どうやら、白人の女の子はこのレストランの常連の様でした。
「はい、どうぞ。」
どうやら、喉を潤せるような、冷たい飲み物が運ばれてきたのでした。
(酸っぱ甘い・・・、これは)
どうやら、これはレモン味のジュースでした。
「美味しい?」
彼女は真顔で、しかし柔らかい口調で、僕に話しかけてきたのでした。
「うん、おいしい!」
そのレモンジュースの適度な甘さに納得していた僕は、素直に応えました。
「ホッホホ・・・、可愛らしいわねえ・・・・。

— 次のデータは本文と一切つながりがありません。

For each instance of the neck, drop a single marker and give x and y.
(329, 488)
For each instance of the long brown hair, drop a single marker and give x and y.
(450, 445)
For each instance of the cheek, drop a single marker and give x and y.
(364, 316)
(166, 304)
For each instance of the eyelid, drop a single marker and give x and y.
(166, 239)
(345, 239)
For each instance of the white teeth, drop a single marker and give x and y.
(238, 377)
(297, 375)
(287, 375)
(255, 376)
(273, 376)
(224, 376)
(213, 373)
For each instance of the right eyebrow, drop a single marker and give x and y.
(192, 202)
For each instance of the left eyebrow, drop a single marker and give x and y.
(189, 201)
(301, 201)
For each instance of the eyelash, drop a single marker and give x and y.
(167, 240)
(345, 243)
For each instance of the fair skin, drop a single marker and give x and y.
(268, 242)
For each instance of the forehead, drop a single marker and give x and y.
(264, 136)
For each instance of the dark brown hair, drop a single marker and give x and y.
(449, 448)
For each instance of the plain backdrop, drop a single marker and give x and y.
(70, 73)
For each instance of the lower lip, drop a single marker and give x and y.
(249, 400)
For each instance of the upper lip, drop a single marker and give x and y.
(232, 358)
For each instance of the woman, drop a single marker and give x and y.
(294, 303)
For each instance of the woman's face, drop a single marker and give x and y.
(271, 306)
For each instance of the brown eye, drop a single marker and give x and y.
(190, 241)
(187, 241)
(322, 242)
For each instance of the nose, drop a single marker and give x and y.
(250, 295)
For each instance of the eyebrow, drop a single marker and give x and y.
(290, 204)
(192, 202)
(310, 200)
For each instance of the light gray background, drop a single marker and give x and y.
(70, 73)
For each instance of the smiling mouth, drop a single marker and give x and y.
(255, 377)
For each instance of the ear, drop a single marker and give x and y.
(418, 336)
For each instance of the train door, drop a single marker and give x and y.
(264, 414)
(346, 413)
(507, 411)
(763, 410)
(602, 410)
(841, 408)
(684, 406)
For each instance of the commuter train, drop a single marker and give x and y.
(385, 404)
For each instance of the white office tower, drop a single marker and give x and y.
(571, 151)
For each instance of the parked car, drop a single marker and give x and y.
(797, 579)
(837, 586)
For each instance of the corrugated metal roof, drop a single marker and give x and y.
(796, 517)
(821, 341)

」
年配の女性は、僕たちを見守るような雰囲気でした。
そして、濃厚な外見であるスープを置いていきました。
目の前の女の子は、とても上手に音を立てずにスープをすすっていました。
==================== ズズッッ =====================
僕は頑張ったつもりなのでしたが、不覚にも音を立てながらすすってしまいました。
(うむむ・・・・・・)
僕はバツが悪くなり、チラッと白人の女の子の顔を見やりました。
(あ・・・・・・)
居心地が少々悪くなった僕に対して、彼女はニコッと微笑んでいたのでした。
僕は安心したのでしたが、その反面自分が子供扱い(実際子供かも知れないけど)されている感じがして、ちょっと不満の感情が芽生えました。
「料理だよ。」
年配の女性がテーブルに出して来たのは、チキンの料理でした。
おそらくこれが、今回のメインディッシュなのでしょう。
(お、おいしい・・・。)
その料理の味に、僕は完全に機嫌を直すことができました。
「デザートだよ・・・。」
(これも、おいしそう。)
そのデザートは、シュークリームの様な感じで、クルミが多く使われていました。
そして上から、チョコレートソースがかけられていたのでした。
これもまた、期待を裏切らない美味しさでした。
「ごちそうさま。」
「ごちそうさま。」
なんと彼女と僕は、全く同時に食事を終えたのでした。
「おやおや、仲のいい子たちだねえ・・・・」
年配の女性に冷やかされた、白人の女の子はちょっとだけ照れたように表情を変化させていました。
それを見逃さなかった僕は、最後のいいものがみれた、と子供ながらに満足な気分になっていました。